The Queen's Coronation dress, designed by British Fashion designer Norman Hartnell, was made of white satin and embroidered with the emblems of the United Kingdom and the Commonwealth in gold and silver thread.
Since the Coronation, The Queen has worn the Coronation dress six times including the Opening of Parliament in New Zealand and Australia in 1954.
The Royal family leaving Westminster Abbey, following the 60th anniversary service to mark the coronation in 2013.
The Queen's robes were held by her coronation Maids of Honour: Lady Rosemary Muir, Lady Anne Glenconner, Lady Moyra Campbell, Lady Mary Russell, Lady Jane Rayne and Baroness Willoughby de Eresby.
They were extremely famous at the time, later referring to themselves as the Spice Girls of the 1950s.
The Queen and the Duke of Edinburgh, Prince Philip, in the Gold State Coach, pass cheering crowds on the Queen Victoria Memorial, outside Buckingham Palace.
A close up of the Queen leaving her coronation - she later admitted that she very much disliked the golden carriage, describing riding in it as 'horrible' and extremely uncomfortable.
Queen Elizabeth II and Prince Philip pictured after her coronation, on the balcony at Buckingham Palace.

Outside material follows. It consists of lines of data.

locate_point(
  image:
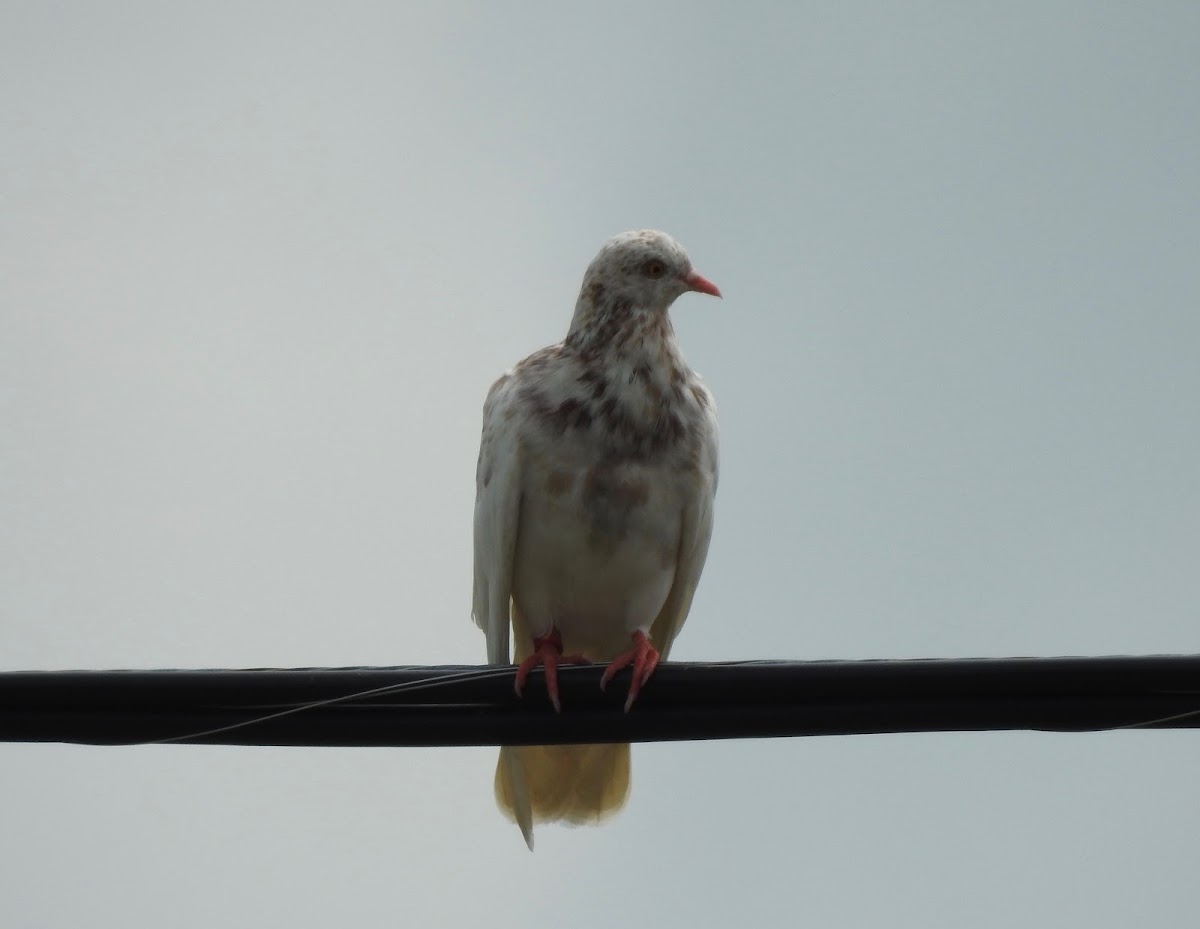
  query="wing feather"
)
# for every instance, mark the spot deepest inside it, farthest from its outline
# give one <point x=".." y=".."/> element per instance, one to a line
<point x="695" y="534"/>
<point x="497" y="514"/>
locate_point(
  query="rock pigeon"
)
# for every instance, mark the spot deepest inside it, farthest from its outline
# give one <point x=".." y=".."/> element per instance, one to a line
<point x="593" y="510"/>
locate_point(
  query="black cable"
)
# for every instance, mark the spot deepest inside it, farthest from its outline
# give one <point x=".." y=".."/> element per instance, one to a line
<point x="475" y="706"/>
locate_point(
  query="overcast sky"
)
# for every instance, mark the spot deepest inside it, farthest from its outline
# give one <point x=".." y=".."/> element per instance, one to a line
<point x="259" y="264"/>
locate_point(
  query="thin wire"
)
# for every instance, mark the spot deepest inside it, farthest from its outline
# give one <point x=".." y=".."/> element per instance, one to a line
<point x="411" y="685"/>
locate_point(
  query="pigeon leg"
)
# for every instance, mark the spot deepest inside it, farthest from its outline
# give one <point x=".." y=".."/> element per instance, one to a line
<point x="643" y="657"/>
<point x="547" y="652"/>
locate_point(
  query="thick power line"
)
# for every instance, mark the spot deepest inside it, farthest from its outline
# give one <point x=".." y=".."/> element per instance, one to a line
<point x="475" y="706"/>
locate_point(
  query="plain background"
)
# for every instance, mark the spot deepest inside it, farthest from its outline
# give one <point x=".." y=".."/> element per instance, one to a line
<point x="259" y="264"/>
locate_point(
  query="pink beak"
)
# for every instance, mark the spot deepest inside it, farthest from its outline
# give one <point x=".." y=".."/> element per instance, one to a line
<point x="700" y="283"/>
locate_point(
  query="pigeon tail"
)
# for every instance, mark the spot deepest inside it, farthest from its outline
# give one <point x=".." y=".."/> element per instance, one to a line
<point x="573" y="784"/>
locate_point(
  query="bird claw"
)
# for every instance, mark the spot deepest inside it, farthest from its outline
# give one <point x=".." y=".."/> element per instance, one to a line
<point x="547" y="652"/>
<point x="643" y="657"/>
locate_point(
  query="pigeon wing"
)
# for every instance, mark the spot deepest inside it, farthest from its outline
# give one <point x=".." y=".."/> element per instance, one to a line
<point x="497" y="514"/>
<point x="694" y="537"/>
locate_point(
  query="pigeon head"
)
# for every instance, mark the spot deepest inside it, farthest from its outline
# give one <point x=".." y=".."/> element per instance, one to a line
<point x="643" y="270"/>
<point x="647" y="268"/>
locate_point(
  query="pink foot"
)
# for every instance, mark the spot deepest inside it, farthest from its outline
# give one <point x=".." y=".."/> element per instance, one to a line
<point x="643" y="657"/>
<point x="547" y="652"/>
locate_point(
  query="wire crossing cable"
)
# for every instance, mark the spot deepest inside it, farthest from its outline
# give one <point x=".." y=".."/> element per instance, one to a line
<point x="475" y="705"/>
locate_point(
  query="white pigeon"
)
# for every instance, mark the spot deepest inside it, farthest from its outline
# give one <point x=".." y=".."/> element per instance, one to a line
<point x="593" y="510"/>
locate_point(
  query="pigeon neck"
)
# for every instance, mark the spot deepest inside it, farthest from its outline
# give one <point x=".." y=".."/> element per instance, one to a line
<point x="618" y="329"/>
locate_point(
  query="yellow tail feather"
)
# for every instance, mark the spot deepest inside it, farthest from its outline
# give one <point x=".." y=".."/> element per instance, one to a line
<point x="576" y="784"/>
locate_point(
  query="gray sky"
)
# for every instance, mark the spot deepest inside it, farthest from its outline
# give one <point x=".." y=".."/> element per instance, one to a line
<point x="259" y="267"/>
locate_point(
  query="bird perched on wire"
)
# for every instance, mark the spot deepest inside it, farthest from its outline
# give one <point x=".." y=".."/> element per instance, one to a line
<point x="593" y="510"/>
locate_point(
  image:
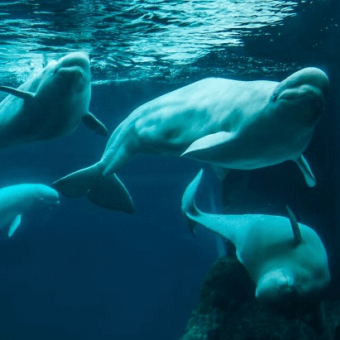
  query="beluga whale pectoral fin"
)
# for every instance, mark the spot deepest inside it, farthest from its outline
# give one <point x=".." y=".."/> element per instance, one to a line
<point x="106" y="191"/>
<point x="18" y="93"/>
<point x="78" y="183"/>
<point x="94" y="124"/>
<point x="295" y="227"/>
<point x="14" y="225"/>
<point x="189" y="208"/>
<point x="306" y="171"/>
<point x="202" y="146"/>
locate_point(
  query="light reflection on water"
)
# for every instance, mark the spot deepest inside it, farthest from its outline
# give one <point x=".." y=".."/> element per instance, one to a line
<point x="128" y="39"/>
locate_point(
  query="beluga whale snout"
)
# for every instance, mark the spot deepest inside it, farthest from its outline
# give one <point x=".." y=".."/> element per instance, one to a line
<point x="303" y="94"/>
<point x="17" y="200"/>
<point x="49" y="105"/>
<point x="285" y="259"/>
<point x="227" y="123"/>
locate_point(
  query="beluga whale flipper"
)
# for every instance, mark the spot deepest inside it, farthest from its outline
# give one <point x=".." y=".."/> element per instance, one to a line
<point x="227" y="123"/>
<point x="49" y="105"/>
<point x="17" y="200"/>
<point x="285" y="259"/>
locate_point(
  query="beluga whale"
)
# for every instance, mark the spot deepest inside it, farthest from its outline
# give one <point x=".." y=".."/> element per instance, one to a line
<point x="49" y="105"/>
<point x="230" y="124"/>
<point x="17" y="200"/>
<point x="285" y="259"/>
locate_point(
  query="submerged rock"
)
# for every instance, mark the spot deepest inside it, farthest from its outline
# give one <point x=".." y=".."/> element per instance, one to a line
<point x="228" y="310"/>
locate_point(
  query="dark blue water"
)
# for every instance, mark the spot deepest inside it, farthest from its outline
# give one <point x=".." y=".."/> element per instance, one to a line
<point x="82" y="272"/>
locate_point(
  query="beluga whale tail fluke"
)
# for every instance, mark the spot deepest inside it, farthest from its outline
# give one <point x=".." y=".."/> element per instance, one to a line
<point x="108" y="192"/>
<point x="49" y="105"/>
<point x="229" y="124"/>
<point x="285" y="259"/>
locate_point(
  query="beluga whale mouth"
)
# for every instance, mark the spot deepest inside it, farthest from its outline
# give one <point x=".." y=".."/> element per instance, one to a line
<point x="309" y="81"/>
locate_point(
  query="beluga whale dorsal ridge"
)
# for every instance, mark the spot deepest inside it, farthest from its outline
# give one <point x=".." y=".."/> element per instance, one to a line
<point x="229" y="124"/>
<point x="284" y="258"/>
<point x="17" y="200"/>
<point x="50" y="104"/>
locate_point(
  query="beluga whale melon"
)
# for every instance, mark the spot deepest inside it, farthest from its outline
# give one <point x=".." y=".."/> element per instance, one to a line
<point x="17" y="200"/>
<point x="50" y="104"/>
<point x="228" y="123"/>
<point x="286" y="260"/>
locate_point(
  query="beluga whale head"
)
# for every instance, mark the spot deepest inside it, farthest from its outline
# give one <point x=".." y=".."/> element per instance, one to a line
<point x="301" y="97"/>
<point x="70" y="75"/>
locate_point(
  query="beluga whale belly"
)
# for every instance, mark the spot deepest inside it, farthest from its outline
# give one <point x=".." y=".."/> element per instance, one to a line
<point x="227" y="123"/>
<point x="286" y="260"/>
<point x="49" y="105"/>
<point x="17" y="200"/>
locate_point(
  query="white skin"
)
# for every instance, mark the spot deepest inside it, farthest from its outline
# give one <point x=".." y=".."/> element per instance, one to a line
<point x="265" y="122"/>
<point x="265" y="246"/>
<point x="60" y="97"/>
<point x="18" y="199"/>
<point x="227" y="123"/>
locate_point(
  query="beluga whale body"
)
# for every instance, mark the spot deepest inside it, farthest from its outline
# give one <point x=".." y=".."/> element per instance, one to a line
<point x="16" y="200"/>
<point x="227" y="123"/>
<point x="286" y="260"/>
<point x="50" y="104"/>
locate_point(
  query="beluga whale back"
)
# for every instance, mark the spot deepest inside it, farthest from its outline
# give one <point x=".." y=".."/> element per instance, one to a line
<point x="286" y="260"/>
<point x="228" y="123"/>
<point x="49" y="105"/>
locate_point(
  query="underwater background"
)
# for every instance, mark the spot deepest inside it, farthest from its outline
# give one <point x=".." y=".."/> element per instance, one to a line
<point x="83" y="272"/>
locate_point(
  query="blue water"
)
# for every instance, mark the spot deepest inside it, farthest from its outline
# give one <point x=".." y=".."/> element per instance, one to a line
<point x="82" y="272"/>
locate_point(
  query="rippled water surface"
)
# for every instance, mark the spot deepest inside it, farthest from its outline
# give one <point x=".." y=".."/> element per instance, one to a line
<point x="138" y="39"/>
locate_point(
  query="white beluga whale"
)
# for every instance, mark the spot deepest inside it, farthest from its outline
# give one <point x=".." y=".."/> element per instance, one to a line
<point x="227" y="123"/>
<point x="16" y="200"/>
<point x="50" y="104"/>
<point x="285" y="259"/>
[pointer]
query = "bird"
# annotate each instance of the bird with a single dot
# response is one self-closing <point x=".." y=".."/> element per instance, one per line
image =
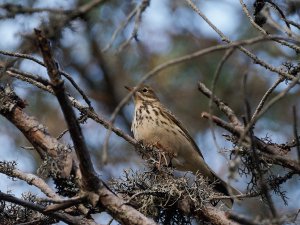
<point x="154" y="125"/>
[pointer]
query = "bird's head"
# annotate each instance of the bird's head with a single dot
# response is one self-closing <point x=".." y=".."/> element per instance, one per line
<point x="143" y="94"/>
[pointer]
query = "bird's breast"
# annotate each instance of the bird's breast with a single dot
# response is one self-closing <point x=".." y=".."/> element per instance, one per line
<point x="152" y="128"/>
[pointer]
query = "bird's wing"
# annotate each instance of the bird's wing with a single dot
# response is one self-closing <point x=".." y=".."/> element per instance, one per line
<point x="169" y="115"/>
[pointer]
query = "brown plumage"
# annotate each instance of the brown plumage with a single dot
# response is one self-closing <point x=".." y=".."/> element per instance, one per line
<point x="155" y="125"/>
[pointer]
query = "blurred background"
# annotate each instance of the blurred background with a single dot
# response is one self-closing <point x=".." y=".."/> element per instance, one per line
<point x="168" y="29"/>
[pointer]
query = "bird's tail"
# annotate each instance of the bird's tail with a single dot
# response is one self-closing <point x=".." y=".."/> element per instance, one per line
<point x="227" y="190"/>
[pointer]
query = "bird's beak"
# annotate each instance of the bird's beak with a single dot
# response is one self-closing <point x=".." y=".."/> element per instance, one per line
<point x="128" y="88"/>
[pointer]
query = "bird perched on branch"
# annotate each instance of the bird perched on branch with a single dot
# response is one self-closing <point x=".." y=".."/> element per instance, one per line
<point x="154" y="125"/>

Following her coronation, the Queen made a broadcast in the evening, reflecting on the events of the day, thanking the public for their support and promising to serve the nation. A section from her speech is as follows:
"Throughout this memorable day I have been uplifted and sustained by the knowledge that your thoughts and prayers were with me. I have been aware all the time that my peoples, spread far and wide throughout every continent and ocean in the world, were united to support me in the task to which I have now been dedicated with such solemnity...
"As this day draws to its close, I know that my abiding memory of it will be, not only the solemnity and beauty of the ceremony, but the inspiration of your loyalty and affection. I thank you all from a full heart. God bless you all."